Using `mvmlib` to define univariate and multivariate probability density functions

This tutorial explains how to define different probability density functions using both standard built-in distributions and user-defined custom probability density functions

Simple 1-dimensional uniform distribution

We define a uniform distribution function given by:

\[X \sim \mathcal{U}(c,r),\]

where \(c\) is the center of the distribution, and \(r\) is the range. The distribution’s density function \(f(x)\) is given by

\[\begin{split}f(x)={ \begin{cases} 0 &{\text{for }}x < c-\frac{r}{2} \\ {\frac{1}{r}} &{\text{for }}c-\frac{r}{2} \leq x \leq c+\frac{r}{2} \\ 1 &{\text{for }}x > c+\frac{r}{2} \end{cases} }\end{split}\]

[1]:

# Simple 1-dimensional uniform distribution
import numpy as np
from mvm import UniformFunc

center = 10.0
range = 5.0

dist = UniformFunc(center=np.array([center]), interval=np.array([[range, ]]))
dist.random(10000) # draw 10000 samples from the distribution (they are stores inside)

[1]:

array([12.06919296, 13.10179147, 13.79772695, ...,  5.36410736,
       14.69095015,  9.09991231])

We can check the approximate mean and standard deviations of the distribution and compare them with the exact values

[2]:

mean = dist.samples.mean() # should be close to 10.0
std = dist.samples.std()

# true standard deviation
exact_std = np.sqrt(((range*2)**2)/ 12)

print('Approximate mean: %f, \nExact mean: %f' %(mean,center))
print('Approximate standard deviation: %f, \nExact standard deviation: %f' %(std,exact_std))

dist.view()

Approximate mean: 9.993473,
Exact mean: 10.000000
Approximate standard deviation: 2.773436,
Exact standard deviation: 2.886751

../_images/notebooks_PDF_examples_4_1.png

<Figure size 432x288 with 0 Axes>

1-dimensional Gaussian distribution

We repeat the same exercise for the Gaussian distribution given by:

\[X \sim \mathcal{N}(\mu,\sigma),\]

where \(\mu\) is the mean of the distribution, and \(\sigma\) is the standard deviation.

[3]:

# Simple 1-dimensional Gaussian distribution
from mvm import GaussianFunc

mu = 10.0
sigma = 5.0

dist = GaussianFunc(mu=np.array([center]), sigma=np.array([[sigma**2, ]]))
dist.random(10000) # draw 10000 samples from the distribution (they are stores inside)

[3]:

array([12.33780984,  7.29394816,  8.45848063, ...,  6.60838067,
       -1.183258  ,  8.64297244])

We can check the approximate mean and standard deviations of the distribution and compare them with the exact values

[4]:

mean = dist.samples.mean() # should be close to 10.0
std = dist.samples.std()

print('Approximate mean: %f, \nExact mean: %f' %(mean,mu))
print('Approximate standard deviation: %f, \nExact standard deviation: %f' %(std,sigma))

dist.view()

Approximate mean: 10.013612,
Exact mean: 10.000000
Approximate standard deviation: 4.806228,
Exact standard deviation: 5.000000

../_images/notebooks_PDF_examples_8_1.png

<Figure size 432x288 with 0 Axes>

1-dimensional arbitrary distribution

We define a random distribution using a custom piecewise linear probability density function given by:

\[\begin{split}f(x)={ \begin{cases} -0.1x &{\text{for }}x < 0 \\ 0.5x &{\text{for }}0 \leq x \leq 50 \\ 1 &{\text{for }}x > 50 \end{cases} }\end{split}\]

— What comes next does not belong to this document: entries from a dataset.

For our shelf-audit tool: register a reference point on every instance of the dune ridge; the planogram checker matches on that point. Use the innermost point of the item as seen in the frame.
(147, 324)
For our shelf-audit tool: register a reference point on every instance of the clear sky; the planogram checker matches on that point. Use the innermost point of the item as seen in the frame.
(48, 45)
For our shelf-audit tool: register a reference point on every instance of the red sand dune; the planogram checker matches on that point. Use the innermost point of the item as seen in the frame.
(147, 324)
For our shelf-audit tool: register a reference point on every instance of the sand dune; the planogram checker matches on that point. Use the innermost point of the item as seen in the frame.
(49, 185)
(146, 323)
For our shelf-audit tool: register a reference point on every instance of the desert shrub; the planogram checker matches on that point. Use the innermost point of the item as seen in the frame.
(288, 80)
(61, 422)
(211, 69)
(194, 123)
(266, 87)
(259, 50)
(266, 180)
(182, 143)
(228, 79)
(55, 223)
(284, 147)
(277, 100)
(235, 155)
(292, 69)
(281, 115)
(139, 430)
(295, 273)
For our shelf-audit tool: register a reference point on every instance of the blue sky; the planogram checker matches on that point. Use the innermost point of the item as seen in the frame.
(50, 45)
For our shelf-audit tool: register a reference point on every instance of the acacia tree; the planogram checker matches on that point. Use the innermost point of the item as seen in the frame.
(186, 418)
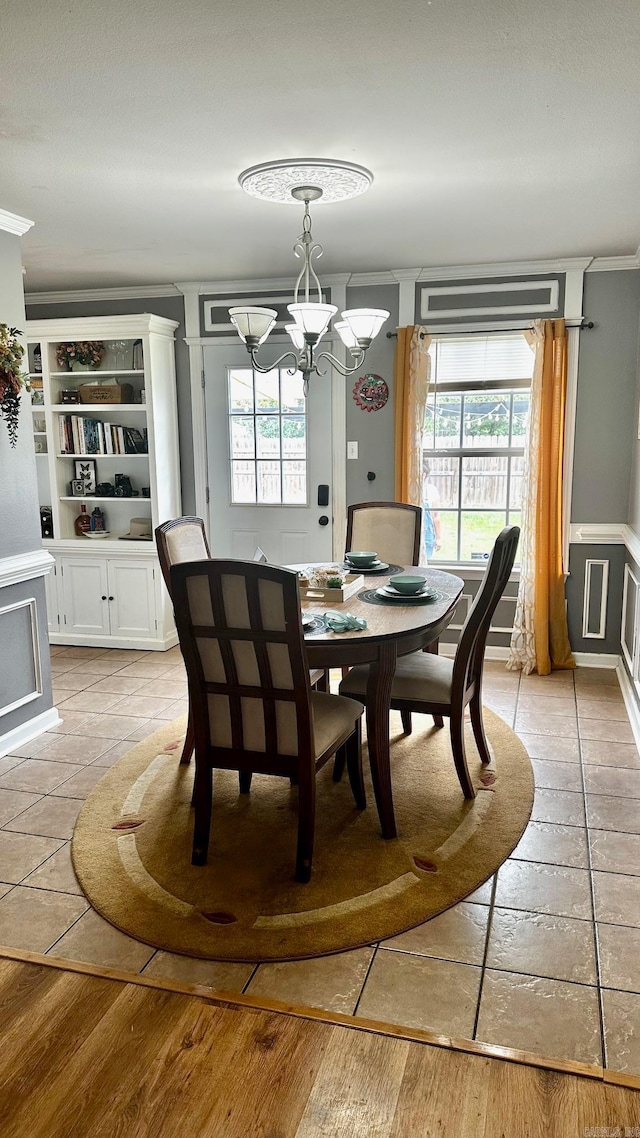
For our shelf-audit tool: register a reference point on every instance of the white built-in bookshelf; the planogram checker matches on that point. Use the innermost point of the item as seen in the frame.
(106, 591)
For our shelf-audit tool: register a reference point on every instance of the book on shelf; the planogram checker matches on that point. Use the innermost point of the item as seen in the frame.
(81, 435)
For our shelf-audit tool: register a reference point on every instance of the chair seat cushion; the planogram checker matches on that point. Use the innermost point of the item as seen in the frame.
(334, 717)
(420, 677)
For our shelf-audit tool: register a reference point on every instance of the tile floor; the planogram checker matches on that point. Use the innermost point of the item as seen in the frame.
(543, 957)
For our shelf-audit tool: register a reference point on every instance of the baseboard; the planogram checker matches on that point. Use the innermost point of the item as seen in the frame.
(630, 701)
(29, 730)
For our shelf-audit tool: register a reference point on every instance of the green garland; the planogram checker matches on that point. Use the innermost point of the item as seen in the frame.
(11, 379)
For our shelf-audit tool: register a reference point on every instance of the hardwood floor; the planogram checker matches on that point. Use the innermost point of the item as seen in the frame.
(83, 1056)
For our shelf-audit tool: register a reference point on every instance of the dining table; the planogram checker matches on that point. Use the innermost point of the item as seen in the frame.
(394, 628)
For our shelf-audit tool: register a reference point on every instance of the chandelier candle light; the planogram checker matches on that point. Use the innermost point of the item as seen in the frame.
(308, 180)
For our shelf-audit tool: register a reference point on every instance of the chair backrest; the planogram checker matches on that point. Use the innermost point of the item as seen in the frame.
(390, 528)
(240, 633)
(180, 539)
(469, 657)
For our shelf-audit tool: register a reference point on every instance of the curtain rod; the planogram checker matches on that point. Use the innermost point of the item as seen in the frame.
(519, 328)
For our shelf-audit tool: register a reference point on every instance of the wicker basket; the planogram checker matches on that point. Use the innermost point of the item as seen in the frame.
(106, 393)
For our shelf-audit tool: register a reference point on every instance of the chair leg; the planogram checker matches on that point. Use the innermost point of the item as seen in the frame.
(353, 748)
(457, 725)
(189, 742)
(475, 708)
(203, 790)
(305, 826)
(339, 763)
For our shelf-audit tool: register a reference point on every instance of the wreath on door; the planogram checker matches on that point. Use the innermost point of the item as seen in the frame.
(11, 379)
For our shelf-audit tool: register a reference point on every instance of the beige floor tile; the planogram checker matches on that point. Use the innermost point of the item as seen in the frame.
(616, 897)
(565, 807)
(115, 726)
(418, 991)
(50, 817)
(547, 704)
(107, 758)
(21, 854)
(542, 946)
(34, 918)
(457, 934)
(14, 802)
(618, 948)
(609, 811)
(96, 941)
(618, 782)
(117, 685)
(550, 1017)
(221, 975)
(56, 873)
(89, 700)
(75, 749)
(621, 1012)
(38, 775)
(602, 709)
(75, 723)
(331, 982)
(554, 775)
(613, 852)
(146, 706)
(81, 784)
(482, 895)
(552, 844)
(609, 731)
(546, 747)
(557, 890)
(558, 726)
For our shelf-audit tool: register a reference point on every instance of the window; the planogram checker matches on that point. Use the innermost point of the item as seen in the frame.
(268, 436)
(473, 445)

The density function can be defined by the user as follows. The density function is divided by the total area to ensure that total probability of the density function does not exceed 1

[5]:

from mvm import Distribution
import matplotlib.pyplot as plt

x = np.linspace(-100, 100, 100)  # 2D grid

# define a piecewise linear function
def density(x):
    density = np.empty(0)
    for value in x:
        if value <= 0:
            p = -0.1 * value
        elif value > 0 and value <= 50:
            p = 0.5 * value
        else:
            p = 50

        density = np.append(density,p)

    area = np.trapz(density, x)
    density /= area # normalize by the area

    return density

p = density(x)
plt.plot(x,p)

[5]:

[<matplotlib.lines.Line2D at 0x1f0d7213e48>]

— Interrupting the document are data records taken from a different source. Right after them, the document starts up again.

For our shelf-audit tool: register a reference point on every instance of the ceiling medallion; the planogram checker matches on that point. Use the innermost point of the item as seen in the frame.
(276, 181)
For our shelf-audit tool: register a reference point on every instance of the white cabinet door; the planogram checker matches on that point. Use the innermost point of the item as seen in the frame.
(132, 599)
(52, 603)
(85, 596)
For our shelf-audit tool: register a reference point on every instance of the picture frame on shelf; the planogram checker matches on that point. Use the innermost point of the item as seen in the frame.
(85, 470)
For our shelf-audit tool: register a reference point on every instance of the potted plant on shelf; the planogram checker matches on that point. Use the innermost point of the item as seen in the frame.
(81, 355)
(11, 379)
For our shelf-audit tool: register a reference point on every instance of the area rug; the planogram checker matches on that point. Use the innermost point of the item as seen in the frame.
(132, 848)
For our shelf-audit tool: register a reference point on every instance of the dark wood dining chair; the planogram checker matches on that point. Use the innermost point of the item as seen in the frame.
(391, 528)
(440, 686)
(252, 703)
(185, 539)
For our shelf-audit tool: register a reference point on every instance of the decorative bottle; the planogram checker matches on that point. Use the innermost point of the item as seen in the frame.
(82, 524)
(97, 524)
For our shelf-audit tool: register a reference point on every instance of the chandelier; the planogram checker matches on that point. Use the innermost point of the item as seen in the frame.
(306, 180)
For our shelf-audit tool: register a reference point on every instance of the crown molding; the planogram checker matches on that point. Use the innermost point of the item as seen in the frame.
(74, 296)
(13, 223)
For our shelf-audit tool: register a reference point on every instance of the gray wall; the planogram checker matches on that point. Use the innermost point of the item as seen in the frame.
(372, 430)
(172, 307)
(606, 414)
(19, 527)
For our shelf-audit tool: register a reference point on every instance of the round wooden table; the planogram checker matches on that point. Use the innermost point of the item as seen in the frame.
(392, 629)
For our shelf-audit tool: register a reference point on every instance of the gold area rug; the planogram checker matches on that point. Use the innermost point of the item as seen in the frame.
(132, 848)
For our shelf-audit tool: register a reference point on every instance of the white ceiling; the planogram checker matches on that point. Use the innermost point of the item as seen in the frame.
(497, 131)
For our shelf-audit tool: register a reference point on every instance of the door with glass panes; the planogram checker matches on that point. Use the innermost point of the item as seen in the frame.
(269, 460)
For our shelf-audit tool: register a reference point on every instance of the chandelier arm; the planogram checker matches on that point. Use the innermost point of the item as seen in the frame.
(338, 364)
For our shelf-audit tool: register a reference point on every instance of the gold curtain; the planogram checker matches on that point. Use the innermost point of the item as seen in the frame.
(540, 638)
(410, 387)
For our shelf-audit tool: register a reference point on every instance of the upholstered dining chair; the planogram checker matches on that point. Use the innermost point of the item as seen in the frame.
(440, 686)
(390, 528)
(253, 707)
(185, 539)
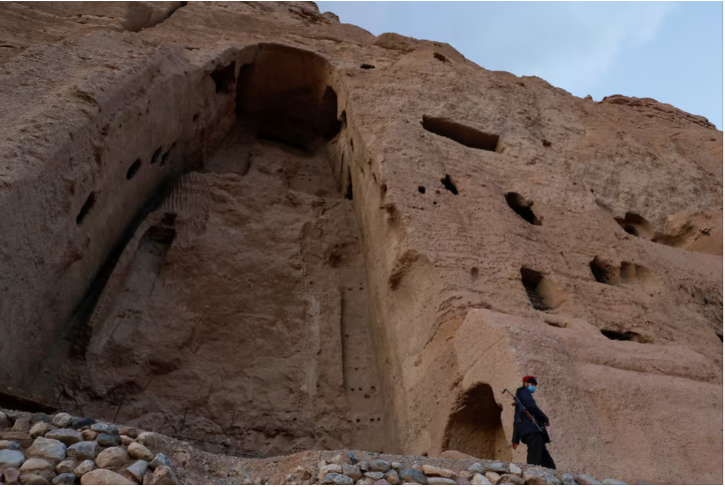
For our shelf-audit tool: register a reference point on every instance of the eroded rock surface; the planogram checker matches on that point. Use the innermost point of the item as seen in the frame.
(263, 231)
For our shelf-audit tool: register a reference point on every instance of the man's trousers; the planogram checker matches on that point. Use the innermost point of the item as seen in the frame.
(537, 453)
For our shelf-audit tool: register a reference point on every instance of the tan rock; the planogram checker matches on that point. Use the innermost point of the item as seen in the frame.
(89, 435)
(40, 429)
(67, 466)
(352, 471)
(11, 476)
(479, 479)
(19, 437)
(33, 479)
(440, 481)
(147, 439)
(52, 450)
(492, 476)
(438, 472)
(112, 457)
(38, 466)
(84, 467)
(129, 431)
(163, 475)
(341, 458)
(137, 450)
(105, 477)
(331, 468)
(22, 424)
(425, 191)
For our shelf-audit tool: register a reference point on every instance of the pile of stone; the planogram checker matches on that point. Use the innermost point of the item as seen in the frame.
(345, 470)
(62, 450)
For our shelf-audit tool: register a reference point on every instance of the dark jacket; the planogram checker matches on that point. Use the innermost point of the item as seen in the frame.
(522, 424)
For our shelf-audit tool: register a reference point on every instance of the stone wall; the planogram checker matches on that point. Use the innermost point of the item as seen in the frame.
(255, 226)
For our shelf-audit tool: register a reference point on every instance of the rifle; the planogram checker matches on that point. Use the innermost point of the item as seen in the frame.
(523, 409)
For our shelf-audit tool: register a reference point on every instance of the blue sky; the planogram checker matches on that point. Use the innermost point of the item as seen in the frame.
(669, 51)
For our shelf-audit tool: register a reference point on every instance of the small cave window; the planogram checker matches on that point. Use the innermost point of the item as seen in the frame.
(460, 133)
(627, 336)
(532, 281)
(522, 207)
(133, 170)
(449, 185)
(167, 154)
(474, 427)
(603, 272)
(348, 188)
(155, 157)
(86, 208)
(224, 78)
(636, 225)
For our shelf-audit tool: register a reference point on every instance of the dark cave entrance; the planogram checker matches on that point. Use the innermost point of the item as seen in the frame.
(475, 426)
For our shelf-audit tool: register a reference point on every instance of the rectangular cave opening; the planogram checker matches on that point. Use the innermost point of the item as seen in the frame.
(532, 281)
(225, 78)
(463, 134)
(603, 272)
(626, 336)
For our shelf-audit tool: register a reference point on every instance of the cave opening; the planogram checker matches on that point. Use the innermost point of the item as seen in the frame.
(603, 272)
(522, 207)
(448, 184)
(86, 208)
(475, 427)
(285, 95)
(133, 170)
(462, 134)
(636, 225)
(532, 281)
(626, 336)
(224, 78)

../_images/notebooks_PDF_examples_10_1.png

The values of the density function can be fed to the Distribution class and used for further sampling

[6]:

# define the arbitrary distribution by providing the density values
dist = Distribution(p,lb=-100,ub=100)
dist.random(10000)
dist.view()

# Compare with exact density function
fig, ax = plt.subplots(figsize=(7, 6))
ax.set_xlabel('values')
ax.set_ylabel('density')

ax.hist(dist.random(10000).squeeze(), bins=100, density=True)
ax.plot(np.linspace(-100,100,100),p)
plt.show()

../_images/notebooks_PDF_examples_12_0.png

../_images/notebooks_PDF_examples_12_1.png

2-dimensional Gaussian distribution

We define a 2-dimensional joint probability density function using the same built-in Guassian class. The joint PDF is given as follows

\[X \sim \mathcal{N}(\boldsymbol{\mu},\boldsymbol{\Sigma}),\]

where \(\boldsymbol{\mu}\) is the vector of means, and \(\boldsymbol{\Sigma}\) is the covariance matrix.

The density function can be defined by the user as follows.

[7]:

# 2D example
mean_1 = 10.0
mean_2 = 5.0
sd_1 = 1.0
sd_2 = 2.0
cov = 0.0

mean_vector = np.array([mean_1, mean_2])
cov_matrix = np.array([[sd_1 ** 2, cov], [0, sd_2 ** 2]])

dist = GaussianFunc(mu=mean_vector, sigma=cov_matrix)

dist.random(1000)
mean = dist.samples.mean(axis=1)
std = dist.samples.std(axis=1)

print('approximate means:')
print(mean)
print('exact means:')
print(mean_vector)

print('approximate standard deviations (diagonal of cov matrix):')
print(std)
print('Exact standard deviations (diagonal of cov matrix):')
print(np.sqrt(cov_matrix.diagonal()))

# View distribution
dist.view()

approximate means:
[9.97413398 4.97442997]
exact means:
[10.  5.]
approximate standard deviations (diagonal of cov matrix):
[0.9920326  1.88438444]
Exact standard deviations (diagonal of cov matrix):
[1. 2.]

../_images/notebooks_PDF_examples_14_1.png

We can also introduce some covariance

[8]:

mean_1 = 10.0
mean_2 = 5.0
sd_1 = 1.0
sd_2 = 2.0
cov = 2.0

mean_vector = np.array([mean_1, mean_2])
cov_matrix = np.array([[sd_1 ** 2, cov], [0, sd_2 ** 2]])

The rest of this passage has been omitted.